= John Wedderburn (poet) =

Scottish poet and theologian (ca. 1500–1556)

John Wedderburn (ca. 1500 – 1556) was a Scottish poet and theologian.

==Life==
The second son of James Wedderburn and Janet Barry, he was born in Dundee about 1500. He studied at the pædagogium (afterwards St Mary's College), St Andrews, graduated B.A. in 1526 and M.A. in 1528. While at college he came under the teaching of John Mair (1469–1550) and Patrick Hamilton the martyr, and, like his elder brother, became an ardent reformer. Returning to Dundee, he was placed under the tuition of Friar Hewat of the Dominican monastery there, and he took orders as a priest. He was chaplain of St Matthew's Chapel, Dundee, in 1532.

Having the gift of poetry, he joined with his two brothers, James and Robert, in composing ballads directed against Roman Catholicism, and in 1538–9 he was accused of heresy.

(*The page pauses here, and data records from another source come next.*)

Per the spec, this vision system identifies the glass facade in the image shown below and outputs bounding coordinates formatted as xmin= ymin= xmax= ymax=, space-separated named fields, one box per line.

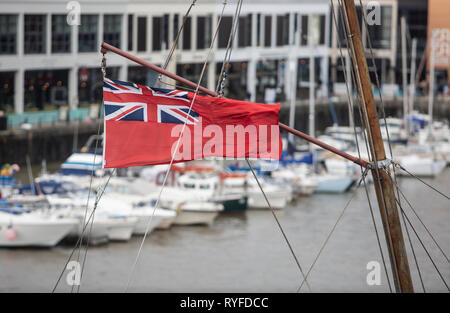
xmin=0 ymin=15 xmax=17 ymax=55
xmin=238 ymin=14 xmax=252 ymax=47
xmin=300 ymin=15 xmax=308 ymax=46
xmin=276 ymin=14 xmax=289 ymax=47
xmin=24 ymin=70 xmax=68 ymax=110
xmin=264 ymin=16 xmax=272 ymax=47
xmin=176 ymin=63 xmax=208 ymax=88
xmin=103 ymin=14 xmax=122 ymax=48
xmin=128 ymin=65 xmax=160 ymax=87
xmin=216 ymin=62 xmax=248 ymax=100
xmin=127 ymin=14 xmax=133 ymax=51
xmin=79 ymin=15 xmax=98 ymax=52
xmin=218 ymin=16 xmax=232 ymax=49
xmin=182 ymin=16 xmax=191 ymax=50
xmin=366 ymin=6 xmax=392 ymax=49
xmin=24 ymin=15 xmax=46 ymax=54
xmin=197 ymin=15 xmax=212 ymax=50
xmin=78 ymin=67 xmax=119 ymax=105
xmin=137 ymin=17 xmax=147 ymax=52
xmin=256 ymin=59 xmax=278 ymax=102
xmin=0 ymin=72 xmax=14 ymax=112
xmin=51 ymin=15 xmax=71 ymax=53
xmin=153 ymin=15 xmax=169 ymax=51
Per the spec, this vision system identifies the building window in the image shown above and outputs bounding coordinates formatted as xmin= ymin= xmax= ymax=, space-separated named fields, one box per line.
xmin=336 ymin=5 xmax=361 ymax=49
xmin=256 ymin=14 xmax=261 ymax=47
xmin=153 ymin=15 xmax=169 ymax=51
xmin=128 ymin=14 xmax=133 ymax=51
xmin=104 ymin=14 xmax=122 ymax=48
xmin=218 ymin=16 xmax=232 ymax=49
xmin=52 ymin=15 xmax=71 ymax=53
xmin=276 ymin=14 xmax=289 ymax=47
xmin=0 ymin=72 xmax=15 ymax=111
xmin=309 ymin=15 xmax=323 ymax=46
xmin=319 ymin=15 xmax=326 ymax=45
xmin=173 ymin=14 xmax=179 ymax=42
xmin=293 ymin=13 xmax=298 ymax=45
xmin=238 ymin=14 xmax=252 ymax=48
xmin=78 ymin=67 xmax=107 ymax=105
xmin=297 ymin=57 xmax=321 ymax=99
xmin=197 ymin=15 xmax=212 ymax=50
xmin=24 ymin=70 xmax=69 ymax=110
xmin=78 ymin=15 xmax=98 ymax=52
xmin=215 ymin=62 xmax=248 ymax=100
xmin=300 ymin=15 xmax=308 ymax=46
xmin=182 ymin=16 xmax=191 ymax=50
xmin=177 ymin=63 xmax=207 ymax=88
xmin=264 ymin=16 xmax=272 ymax=47
xmin=24 ymin=15 xmax=46 ymax=54
xmin=137 ymin=17 xmax=147 ymax=52
xmin=0 ymin=15 xmax=17 ymax=55
xmin=256 ymin=60 xmax=278 ymax=102
xmin=128 ymin=65 xmax=160 ymax=86
xmin=366 ymin=5 xmax=392 ymax=49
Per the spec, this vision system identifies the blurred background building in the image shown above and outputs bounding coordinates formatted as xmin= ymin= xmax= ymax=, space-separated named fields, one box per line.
xmin=0 ymin=0 xmax=439 ymax=128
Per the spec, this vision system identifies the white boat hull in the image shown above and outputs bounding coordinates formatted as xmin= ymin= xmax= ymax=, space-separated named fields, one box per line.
xmin=397 ymin=155 xmax=447 ymax=177
xmin=0 ymin=214 xmax=77 ymax=247
xmin=247 ymin=191 xmax=288 ymax=210
xmin=173 ymin=211 xmax=218 ymax=226
xmin=133 ymin=215 xmax=164 ymax=235
xmin=156 ymin=216 xmax=177 ymax=230
xmin=87 ymin=217 xmax=138 ymax=241
xmin=314 ymin=176 xmax=355 ymax=193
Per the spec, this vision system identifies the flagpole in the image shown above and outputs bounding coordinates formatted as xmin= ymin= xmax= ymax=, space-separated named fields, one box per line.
xmin=100 ymin=42 xmax=370 ymax=169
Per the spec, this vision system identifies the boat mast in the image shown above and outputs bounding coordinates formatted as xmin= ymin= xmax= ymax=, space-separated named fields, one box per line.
xmin=409 ymin=38 xmax=418 ymax=136
xmin=309 ymin=41 xmax=316 ymax=166
xmin=342 ymin=0 xmax=414 ymax=292
xmin=401 ymin=16 xmax=409 ymax=133
xmin=428 ymin=37 xmax=436 ymax=140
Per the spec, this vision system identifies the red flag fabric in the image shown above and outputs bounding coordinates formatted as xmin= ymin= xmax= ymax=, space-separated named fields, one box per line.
xmin=103 ymin=78 xmax=281 ymax=168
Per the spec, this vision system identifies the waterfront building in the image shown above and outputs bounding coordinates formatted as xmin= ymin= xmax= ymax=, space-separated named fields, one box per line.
xmin=0 ymin=0 xmax=330 ymax=115
xmin=0 ymin=0 xmax=431 ymax=124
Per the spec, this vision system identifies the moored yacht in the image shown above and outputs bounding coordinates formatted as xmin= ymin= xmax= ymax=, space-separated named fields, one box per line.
xmin=0 ymin=206 xmax=78 ymax=247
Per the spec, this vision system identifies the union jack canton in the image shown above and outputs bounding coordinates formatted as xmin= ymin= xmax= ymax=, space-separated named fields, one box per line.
xmin=103 ymin=78 xmax=199 ymax=125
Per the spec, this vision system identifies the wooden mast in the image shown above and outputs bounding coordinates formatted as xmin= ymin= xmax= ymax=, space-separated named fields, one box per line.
xmin=341 ymin=0 xmax=414 ymax=292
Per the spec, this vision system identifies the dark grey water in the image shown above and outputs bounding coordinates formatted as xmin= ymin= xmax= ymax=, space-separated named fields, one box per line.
xmin=1 ymin=169 xmax=449 ymax=293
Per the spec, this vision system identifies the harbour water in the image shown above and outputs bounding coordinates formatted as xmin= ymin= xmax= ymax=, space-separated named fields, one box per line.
xmin=1 ymin=167 xmax=449 ymax=292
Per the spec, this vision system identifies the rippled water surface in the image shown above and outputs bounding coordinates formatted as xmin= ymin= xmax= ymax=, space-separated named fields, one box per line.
xmin=1 ymin=169 xmax=449 ymax=292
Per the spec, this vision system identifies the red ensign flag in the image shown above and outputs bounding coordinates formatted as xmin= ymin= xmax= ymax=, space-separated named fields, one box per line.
xmin=103 ymin=78 xmax=281 ymax=168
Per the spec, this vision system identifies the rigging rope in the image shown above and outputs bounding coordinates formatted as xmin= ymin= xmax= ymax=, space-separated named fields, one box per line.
xmin=124 ymin=1 xmax=229 ymax=292
xmin=51 ymin=169 xmax=116 ymax=292
xmin=245 ymin=159 xmax=312 ymax=292
xmin=397 ymin=164 xmax=450 ymax=201
xmin=73 ymin=53 xmax=108 ymax=293
xmin=216 ymin=0 xmax=244 ymax=96
xmin=399 ymin=202 xmax=426 ymax=292
xmin=297 ymin=168 xmax=370 ymax=292
xmin=394 ymin=198 xmax=450 ymax=291
xmin=391 ymin=176 xmax=449 ymax=264
xmin=156 ymin=0 xmax=198 ymax=88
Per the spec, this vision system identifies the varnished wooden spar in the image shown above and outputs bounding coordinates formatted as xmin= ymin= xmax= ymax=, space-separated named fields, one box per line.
xmin=342 ymin=0 xmax=413 ymax=292
xmin=100 ymin=42 xmax=370 ymax=169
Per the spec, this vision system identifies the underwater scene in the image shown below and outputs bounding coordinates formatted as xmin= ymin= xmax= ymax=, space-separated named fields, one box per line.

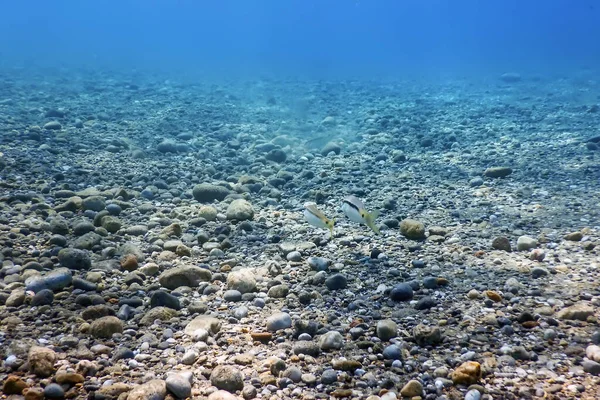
xmin=1 ymin=1 xmax=600 ymax=399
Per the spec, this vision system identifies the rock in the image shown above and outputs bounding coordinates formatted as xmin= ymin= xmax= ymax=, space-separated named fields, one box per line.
xmin=485 ymin=290 xmax=502 ymax=302
xmin=58 ymin=248 xmax=91 ymax=269
xmin=28 ymin=346 xmax=57 ymax=377
xmin=400 ymin=219 xmax=426 ymax=240
xmin=400 ymin=380 xmax=423 ymax=397
xmin=44 ymin=383 xmax=65 ymax=398
xmin=226 ymin=199 xmax=254 ymax=221
xmin=267 ymin=312 xmax=292 ymax=331
xmin=564 ymin=231 xmax=583 ymax=241
xmin=531 ymin=267 xmax=549 ymax=278
xmin=193 ymin=183 xmax=230 ymax=202
xmin=150 ymin=290 xmax=181 ymax=310
xmin=73 ymin=232 xmax=103 ymax=249
xmin=127 ymin=379 xmax=167 ymax=400
xmin=308 ymin=256 xmax=331 ymax=271
xmin=25 ymin=268 xmax=72 ymax=293
xmin=516 ymin=236 xmax=537 ymax=251
xmin=90 ymin=316 xmax=124 ymax=338
xmin=101 ymin=216 xmax=122 ymax=233
xmin=43 ymin=121 xmax=62 ymax=130
xmin=265 ymin=148 xmax=287 ymax=163
xmin=223 ymin=290 xmax=242 ymax=302
xmin=293 ymin=341 xmax=320 ymax=357
xmin=320 ymin=369 xmax=338 ymax=385
xmin=82 ymin=196 xmax=106 ymax=211
xmin=24 ymin=387 xmax=44 ymax=400
xmin=376 ymin=320 xmax=397 ymax=341
xmin=166 ymin=372 xmax=192 ymax=399
xmin=483 ymin=167 xmax=512 ymax=178
xmin=208 ymin=390 xmax=242 ymax=400
xmin=321 ymin=142 xmax=341 ymax=155
xmin=583 ymin=360 xmax=600 ymax=375
xmin=383 ymin=344 xmax=402 ymax=360
xmin=500 ymin=72 xmax=521 ymax=83
xmin=469 ymin=177 xmax=484 ymax=187
xmin=210 ymin=365 xmax=244 ymax=392
xmin=465 ymin=389 xmax=482 ymax=400
xmin=332 ymin=359 xmax=362 ymax=372
xmin=586 ymin=345 xmax=600 ymax=362
xmin=414 ymin=324 xmax=443 ymax=346
xmin=227 ymin=270 xmax=256 ymax=294
xmin=2 ymin=375 xmax=28 ymax=395
xmin=319 ymin=331 xmax=344 ymax=351
xmin=267 ymin=284 xmax=289 ymax=298
xmin=55 ymin=371 xmax=84 ymax=384
xmin=325 ymin=273 xmax=347 ymax=290
xmin=159 ymin=265 xmax=212 ymax=289
xmin=415 ymin=296 xmax=436 ymax=310
xmin=5 ymin=290 xmax=25 ymax=307
xmin=185 ymin=315 xmax=222 ymax=336
xmin=157 ymin=139 xmax=178 ymax=153
xmin=557 ymin=303 xmax=594 ymax=321
xmin=491 ymin=236 xmax=511 ymax=251
xmin=390 ymin=283 xmax=413 ymax=301
xmin=31 ymin=289 xmax=54 ymax=306
xmin=120 ymin=254 xmax=139 ymax=271
xmin=451 ymin=361 xmax=481 ymax=385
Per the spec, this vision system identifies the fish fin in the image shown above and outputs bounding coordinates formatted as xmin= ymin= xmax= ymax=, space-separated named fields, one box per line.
xmin=329 ymin=219 xmax=335 ymax=237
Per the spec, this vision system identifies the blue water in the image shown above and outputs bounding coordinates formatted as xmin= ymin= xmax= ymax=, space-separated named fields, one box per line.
xmin=1 ymin=0 xmax=599 ymax=79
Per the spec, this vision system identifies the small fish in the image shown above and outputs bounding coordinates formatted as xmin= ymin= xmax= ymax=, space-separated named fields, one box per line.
xmin=303 ymin=203 xmax=335 ymax=236
xmin=341 ymin=195 xmax=380 ymax=234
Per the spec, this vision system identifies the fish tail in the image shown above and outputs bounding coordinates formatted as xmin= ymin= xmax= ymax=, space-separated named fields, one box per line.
xmin=366 ymin=212 xmax=381 ymax=235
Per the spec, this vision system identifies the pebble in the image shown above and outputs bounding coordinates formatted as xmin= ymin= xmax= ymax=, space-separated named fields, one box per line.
xmin=321 ymin=369 xmax=338 ymax=384
xmin=451 ymin=361 xmax=481 ymax=385
xmin=210 ymin=365 xmax=244 ymax=392
xmin=308 ymin=256 xmax=331 ymax=271
xmin=227 ymin=269 xmax=257 ymax=293
xmin=266 ymin=312 xmax=292 ymax=331
xmin=400 ymin=379 xmax=423 ymax=397
xmin=43 ymin=383 xmax=65 ymax=398
xmin=166 ymin=371 xmax=193 ymax=398
xmin=150 ymin=290 xmax=182 ymax=310
xmin=223 ymin=289 xmax=242 ymax=302
xmin=89 ymin=316 xmax=124 ymax=338
xmin=31 ymin=289 xmax=54 ymax=306
xmin=465 ymin=389 xmax=482 ymax=400
xmin=376 ymin=319 xmax=397 ymax=341
xmin=516 ymin=235 xmax=538 ymax=251
xmin=325 ymin=273 xmax=347 ymax=290
xmin=400 ymin=219 xmax=426 ymax=240
xmin=390 ymin=283 xmax=414 ymax=301
xmin=382 ymin=344 xmax=403 ymax=360
xmin=319 ymin=331 xmax=344 ymax=350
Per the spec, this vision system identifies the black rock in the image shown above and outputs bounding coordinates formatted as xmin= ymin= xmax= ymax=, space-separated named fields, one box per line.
xmin=265 ymin=149 xmax=287 ymax=163
xmin=325 ymin=273 xmax=347 ymax=290
xmin=117 ymin=304 xmax=134 ymax=320
xmin=58 ymin=248 xmax=91 ymax=269
xmin=72 ymin=277 xmax=97 ymax=291
xmin=390 ymin=283 xmax=414 ymax=301
xmin=414 ymin=296 xmax=436 ymax=310
xmin=112 ymin=347 xmax=135 ymax=361
xmin=423 ymin=277 xmax=438 ymax=289
xmin=150 ymin=290 xmax=181 ymax=310
xmin=31 ymin=289 xmax=54 ymax=306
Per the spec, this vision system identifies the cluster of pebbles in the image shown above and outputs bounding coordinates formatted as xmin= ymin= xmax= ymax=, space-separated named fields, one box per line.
xmin=0 ymin=67 xmax=600 ymax=400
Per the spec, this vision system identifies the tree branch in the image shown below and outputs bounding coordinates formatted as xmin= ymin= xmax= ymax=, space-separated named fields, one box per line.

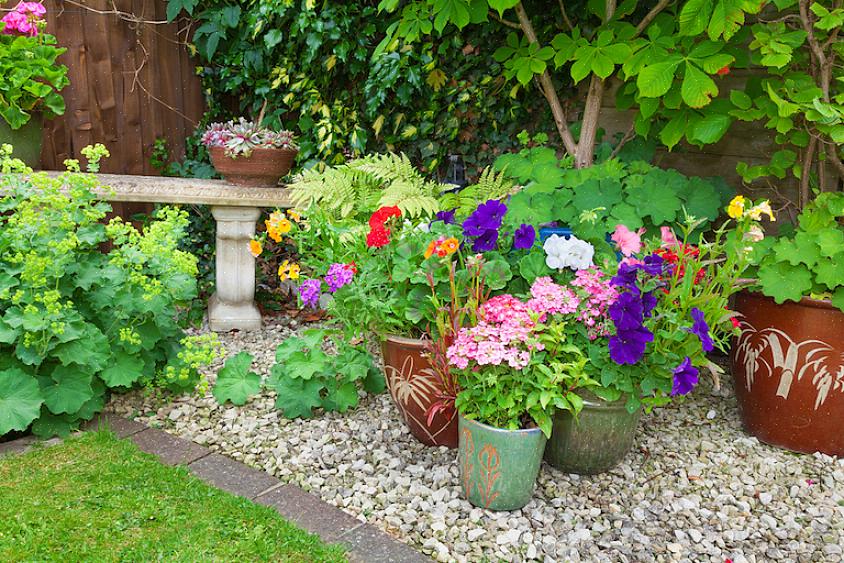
xmin=556 ymin=0 xmax=574 ymax=31
xmin=800 ymin=136 xmax=817 ymax=207
xmin=488 ymin=10 xmax=521 ymax=30
xmin=513 ymin=2 xmax=579 ymax=158
xmin=634 ymin=0 xmax=671 ymax=37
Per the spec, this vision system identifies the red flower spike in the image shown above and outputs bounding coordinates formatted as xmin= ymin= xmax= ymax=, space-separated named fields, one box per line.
xmin=717 ymin=65 xmax=730 ymax=76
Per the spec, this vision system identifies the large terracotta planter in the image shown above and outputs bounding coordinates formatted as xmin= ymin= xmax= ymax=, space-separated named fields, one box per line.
xmin=544 ymin=392 xmax=641 ymax=474
xmin=731 ymin=291 xmax=844 ymax=456
xmin=0 ymin=113 xmax=43 ymax=169
xmin=458 ymin=414 xmax=546 ymax=511
xmin=209 ymin=146 xmax=297 ymax=187
xmin=380 ymin=335 xmax=458 ymax=448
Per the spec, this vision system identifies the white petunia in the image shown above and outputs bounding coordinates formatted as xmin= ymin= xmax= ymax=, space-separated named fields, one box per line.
xmin=543 ymin=234 xmax=595 ymax=271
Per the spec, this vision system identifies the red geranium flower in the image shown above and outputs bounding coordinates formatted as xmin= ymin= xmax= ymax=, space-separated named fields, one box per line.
xmin=366 ymin=226 xmax=391 ymax=248
xmin=368 ymin=206 xmax=402 ymax=228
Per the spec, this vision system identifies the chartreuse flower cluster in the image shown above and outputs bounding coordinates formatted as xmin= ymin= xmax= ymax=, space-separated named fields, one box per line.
xmin=0 ymin=146 xmax=209 ymax=439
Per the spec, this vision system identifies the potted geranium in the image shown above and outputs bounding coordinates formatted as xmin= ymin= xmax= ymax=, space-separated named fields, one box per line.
xmin=201 ymin=106 xmax=298 ymax=187
xmin=725 ymin=2 xmax=844 ymax=457
xmin=0 ymin=1 xmax=68 ymax=167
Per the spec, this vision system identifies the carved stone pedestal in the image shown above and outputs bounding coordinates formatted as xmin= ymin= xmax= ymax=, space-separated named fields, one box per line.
xmin=208 ymin=206 xmax=263 ymax=332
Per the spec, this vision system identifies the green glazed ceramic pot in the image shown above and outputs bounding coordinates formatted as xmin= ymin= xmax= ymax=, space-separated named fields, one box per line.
xmin=0 ymin=114 xmax=43 ymax=169
xmin=544 ymin=391 xmax=641 ymax=475
xmin=458 ymin=414 xmax=546 ymax=511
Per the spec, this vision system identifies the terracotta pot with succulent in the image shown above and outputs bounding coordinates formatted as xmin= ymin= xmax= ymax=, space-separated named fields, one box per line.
xmin=725 ymin=3 xmax=844 ymax=457
xmin=201 ymin=104 xmax=298 ymax=187
xmin=0 ymin=1 xmax=69 ymax=168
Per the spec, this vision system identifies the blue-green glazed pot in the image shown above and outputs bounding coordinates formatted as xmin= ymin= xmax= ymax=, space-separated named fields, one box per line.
xmin=458 ymin=414 xmax=546 ymax=511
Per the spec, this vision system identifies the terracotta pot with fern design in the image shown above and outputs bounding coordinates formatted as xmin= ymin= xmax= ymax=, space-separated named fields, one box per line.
xmin=458 ymin=414 xmax=546 ymax=511
xmin=731 ymin=291 xmax=844 ymax=456
xmin=380 ymin=335 xmax=458 ymax=448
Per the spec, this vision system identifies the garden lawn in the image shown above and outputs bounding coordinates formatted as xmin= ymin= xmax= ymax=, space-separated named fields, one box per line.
xmin=0 ymin=431 xmax=347 ymax=562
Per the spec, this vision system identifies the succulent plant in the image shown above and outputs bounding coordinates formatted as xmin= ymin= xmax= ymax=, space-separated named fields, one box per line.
xmin=201 ymin=118 xmax=298 ymax=158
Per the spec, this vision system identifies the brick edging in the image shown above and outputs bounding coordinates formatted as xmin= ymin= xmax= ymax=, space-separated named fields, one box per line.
xmin=83 ymin=413 xmax=431 ymax=563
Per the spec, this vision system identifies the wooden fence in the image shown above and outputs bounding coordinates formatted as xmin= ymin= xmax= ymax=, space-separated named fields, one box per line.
xmin=39 ymin=0 xmax=204 ymax=175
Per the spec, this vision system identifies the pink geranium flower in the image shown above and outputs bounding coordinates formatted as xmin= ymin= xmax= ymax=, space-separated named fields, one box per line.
xmin=17 ymin=2 xmax=47 ymax=16
xmin=611 ymin=224 xmax=645 ymax=257
xmin=1 ymin=2 xmax=46 ymax=36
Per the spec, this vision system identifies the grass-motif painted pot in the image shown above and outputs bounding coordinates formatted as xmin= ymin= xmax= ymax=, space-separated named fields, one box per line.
xmin=544 ymin=392 xmax=641 ymax=474
xmin=381 ymin=335 xmax=458 ymax=448
xmin=731 ymin=291 xmax=844 ymax=456
xmin=458 ymin=414 xmax=546 ymax=511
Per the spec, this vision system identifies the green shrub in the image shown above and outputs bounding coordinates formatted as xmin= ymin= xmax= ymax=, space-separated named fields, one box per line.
xmin=0 ymin=146 xmax=219 ymax=438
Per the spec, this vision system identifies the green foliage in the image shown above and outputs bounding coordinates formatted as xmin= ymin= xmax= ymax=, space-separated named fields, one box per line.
xmin=0 ymin=147 xmax=217 ymax=438
xmin=263 ymin=329 xmax=385 ymax=419
xmin=289 ymin=153 xmax=448 ymax=221
xmin=166 ymin=0 xmax=547 ymax=174
xmin=500 ymin=156 xmax=734 ymax=244
xmin=729 ymin=0 xmax=843 ymax=194
xmin=213 ymin=352 xmax=262 ymax=406
xmin=380 ymin=0 xmax=760 ymax=163
xmin=0 ymin=29 xmax=69 ymax=128
xmin=754 ymin=193 xmax=844 ymax=311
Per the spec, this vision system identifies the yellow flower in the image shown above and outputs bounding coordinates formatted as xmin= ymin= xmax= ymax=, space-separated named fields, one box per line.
xmin=248 ymin=239 xmax=262 ymax=257
xmin=288 ymin=263 xmax=300 ymax=280
xmin=287 ymin=209 xmax=301 ymax=222
xmin=278 ymin=260 xmax=301 ymax=281
xmin=266 ymin=225 xmax=283 ymax=243
xmin=747 ymin=201 xmax=775 ymax=221
xmin=276 ymin=218 xmax=292 ymax=234
xmin=727 ymin=195 xmax=747 ymax=219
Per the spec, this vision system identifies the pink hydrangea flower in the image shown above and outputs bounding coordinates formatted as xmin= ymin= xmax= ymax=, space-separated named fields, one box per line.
xmin=611 ymin=224 xmax=645 ymax=257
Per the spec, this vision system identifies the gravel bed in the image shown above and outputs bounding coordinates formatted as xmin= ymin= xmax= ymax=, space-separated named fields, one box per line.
xmin=108 ymin=319 xmax=844 ymax=563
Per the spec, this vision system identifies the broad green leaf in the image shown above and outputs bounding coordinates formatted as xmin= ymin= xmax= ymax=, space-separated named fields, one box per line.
xmin=681 ymin=63 xmax=718 ymax=108
xmin=816 ymin=228 xmax=844 ymax=258
xmin=660 ymin=113 xmax=688 ymax=149
xmin=730 ymin=89 xmax=752 ymax=110
xmin=100 ymin=352 xmax=145 ymax=388
xmin=637 ymin=61 xmax=680 ymax=98
xmin=0 ymin=369 xmax=43 ymax=435
xmin=40 ymin=365 xmax=94 ymax=415
xmin=31 ymin=409 xmax=78 ymax=439
xmin=815 ymin=255 xmax=844 ymax=289
xmin=679 ymin=0 xmax=714 ymax=36
xmin=689 ymin=113 xmax=731 ymax=144
xmin=322 ymin=381 xmax=359 ymax=413
xmin=832 ymin=288 xmax=844 ymax=312
xmin=272 ymin=377 xmax=325 ymax=419
xmin=482 ymin=258 xmax=512 ymax=290
xmin=757 ymin=262 xmax=813 ymax=303
xmin=433 ymin=0 xmax=471 ymax=32
xmin=627 ymin=182 xmax=683 ymax=224
xmin=363 ymin=368 xmax=387 ymax=394
xmin=518 ymin=252 xmax=553 ymax=283
xmin=213 ymin=351 xmax=261 ymax=406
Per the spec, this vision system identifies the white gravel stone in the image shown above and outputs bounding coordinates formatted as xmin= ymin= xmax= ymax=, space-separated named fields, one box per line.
xmin=107 ymin=320 xmax=844 ymax=563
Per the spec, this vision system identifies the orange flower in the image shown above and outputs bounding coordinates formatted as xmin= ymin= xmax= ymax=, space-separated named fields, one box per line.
xmin=439 ymin=237 xmax=459 ymax=255
xmin=266 ymin=226 xmax=283 ymax=243
xmin=248 ymin=239 xmax=262 ymax=257
xmin=424 ymin=239 xmax=439 ymax=259
xmin=287 ymin=209 xmax=301 ymax=222
xmin=278 ymin=260 xmax=301 ymax=281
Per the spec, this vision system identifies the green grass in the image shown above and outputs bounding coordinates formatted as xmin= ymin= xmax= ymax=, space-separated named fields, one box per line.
xmin=0 ymin=431 xmax=347 ymax=562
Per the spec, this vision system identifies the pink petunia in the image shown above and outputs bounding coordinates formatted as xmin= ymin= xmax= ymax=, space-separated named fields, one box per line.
xmin=611 ymin=224 xmax=645 ymax=257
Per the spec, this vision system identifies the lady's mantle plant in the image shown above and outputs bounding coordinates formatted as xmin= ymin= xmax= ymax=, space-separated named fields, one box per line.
xmin=0 ymin=1 xmax=68 ymax=129
xmin=0 ymin=145 xmax=219 ymax=438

They wrote a number of sacred parodies on popular ballads, which were published apparently at first as broadsheet ballads, and were afterwards collected and issued in 1567, under the title Ane Compendious Booke of Godly and Spirituall Songs collected out of sundrie partes of the Scripture, with sundrie of other Ballates changed out of prophaine sanges, for avoyding of sinne and harlotrie, with augmentation of sundrie gude and godlie Ballates not contenit in the first editioun. Only one copy of the edition of 1567 is known to exist, and there is no clue to the date of the first edition referred to on its title-page. As some of the songs plainly refer to incidents that took place in Scotland about 1540, the theory that these were circulated as broadsheets is not unreasonable.

It is not known whether he stood his trial, but he was certainly convicted and his goods forfeited and given over to his youngest brother Henry, on payment of a small sum to the king's treasury. About 1540 Wedderburn made his way to the continent, and remained some time at Wittenberg, then the chief centre of the reformers. In 1542 he returned to Scotland, and, in conjunction with John Scott or Scot (fl. 1550), printer in Dundee, began publishing the ballads which he and his two brothers had composed against the Roman Church.

That he had the largest share in writing these ballads seems probable from the fact that many of them are framed on German models with which he would be familiar. It was expected, after the death of James V, that the governor Arran would be favourable to the Protestants, but this hope was not realised, and several Acts of Parliament were passed forbidding the publication of these ballads, which were known as "the Dundee Psalms".

Wedderburn was in Dundee in the early part of 1546, but was forced to flee to England in that year to avoid prosecution, and he died there in exile in 1556.